We will also address ways to counteract the unequal bargaining relationship between the produce industry and the handful of retail food and restaurant giants that results in farmworker poverty and degradation.

[Spoiler alert ll: What the retail food giants taketh away, they can giveth, too, if properly motivated... If the cause of farmworker poverty lies, in significant part, in the overwhelming market power of the highly consolidated retail food chains, then the solution to farmworker poverty can be found there too, and the market power that impoverishes farmworkers' lives today can be harnessed and reversed to improve farmworkers' wages and working conditions.]

So, check out the Washington Post website for more on Wednesday’s conference.

And, if you haven’t seen it yet, definitely take a few minutes to read Eric Schlosser’s penetrating op/ed published in Sunday’s Post Opinion page.

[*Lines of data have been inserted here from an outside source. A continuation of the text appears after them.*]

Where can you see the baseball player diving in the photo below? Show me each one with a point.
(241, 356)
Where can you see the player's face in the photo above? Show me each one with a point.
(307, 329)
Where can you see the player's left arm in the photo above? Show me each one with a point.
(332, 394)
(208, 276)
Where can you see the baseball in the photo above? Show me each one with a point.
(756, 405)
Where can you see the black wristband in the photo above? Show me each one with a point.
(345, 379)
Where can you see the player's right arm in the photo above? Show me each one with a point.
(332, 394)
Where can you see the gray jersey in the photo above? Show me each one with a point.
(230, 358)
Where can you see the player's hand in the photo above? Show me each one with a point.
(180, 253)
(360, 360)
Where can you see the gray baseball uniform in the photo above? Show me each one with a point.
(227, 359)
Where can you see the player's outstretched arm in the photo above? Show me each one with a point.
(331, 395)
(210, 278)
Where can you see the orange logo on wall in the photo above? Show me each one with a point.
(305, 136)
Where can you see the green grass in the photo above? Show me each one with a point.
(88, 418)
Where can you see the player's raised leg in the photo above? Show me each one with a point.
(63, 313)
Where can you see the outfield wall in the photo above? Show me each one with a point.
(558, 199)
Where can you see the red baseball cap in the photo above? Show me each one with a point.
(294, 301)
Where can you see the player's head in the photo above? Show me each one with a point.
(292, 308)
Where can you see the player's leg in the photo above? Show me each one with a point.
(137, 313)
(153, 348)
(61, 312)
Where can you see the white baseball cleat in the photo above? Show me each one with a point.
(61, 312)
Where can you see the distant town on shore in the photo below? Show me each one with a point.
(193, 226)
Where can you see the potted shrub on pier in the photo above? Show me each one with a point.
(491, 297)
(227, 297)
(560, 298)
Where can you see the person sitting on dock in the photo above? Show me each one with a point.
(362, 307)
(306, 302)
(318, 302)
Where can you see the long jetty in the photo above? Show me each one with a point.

Entitled, “Why being a foodie isn’t elitist,” Eric’s essay leaves the American Farm Bureau’s line of attack on the growing sustainable food movement (which claims, in effect, that all efforts to bring about a cleaner, healthier and fairer food industry are inherently elitist) in tatters, concluding:

“… The cheapness of today’s industrial food is an illusion, and the real cost is too high to pay. While the Farm Bureau Federation clings to an outdated mind-set, companies such as Wal-Mart, Danone, Kellogg’s, General Mills and Compass have invested in organic, sustainable production. Insurance companies such as Kaiser Permanente are opening farmers markets in low-income communities. Whole Foods is demanding fair labor practices, while Chipotle promotes the humane treatment of farm animals. Urban farms are being planted by visionaries such as Milwaukee’s Will Allen; the Coalition of Immokalee Workers is defending the rights of poor migrants; Restaurant Opportunities Centers United is fighting to improve the lives of food-service workers; and Alice Waters, Jamie Oliver and first lady Michelle Obama are pushing for healthier food in schools.

Calling these efforts elitist renders the word meaningless. The wealthy will always eat well. It is the poor and working people who need a new, sustainable food system more than anyone else. They live in the most polluted neighborhoods. They are exposed to the worst toxic chemicals on the job. They are sold the unhealthiest foods and can least afford the medical problems that result.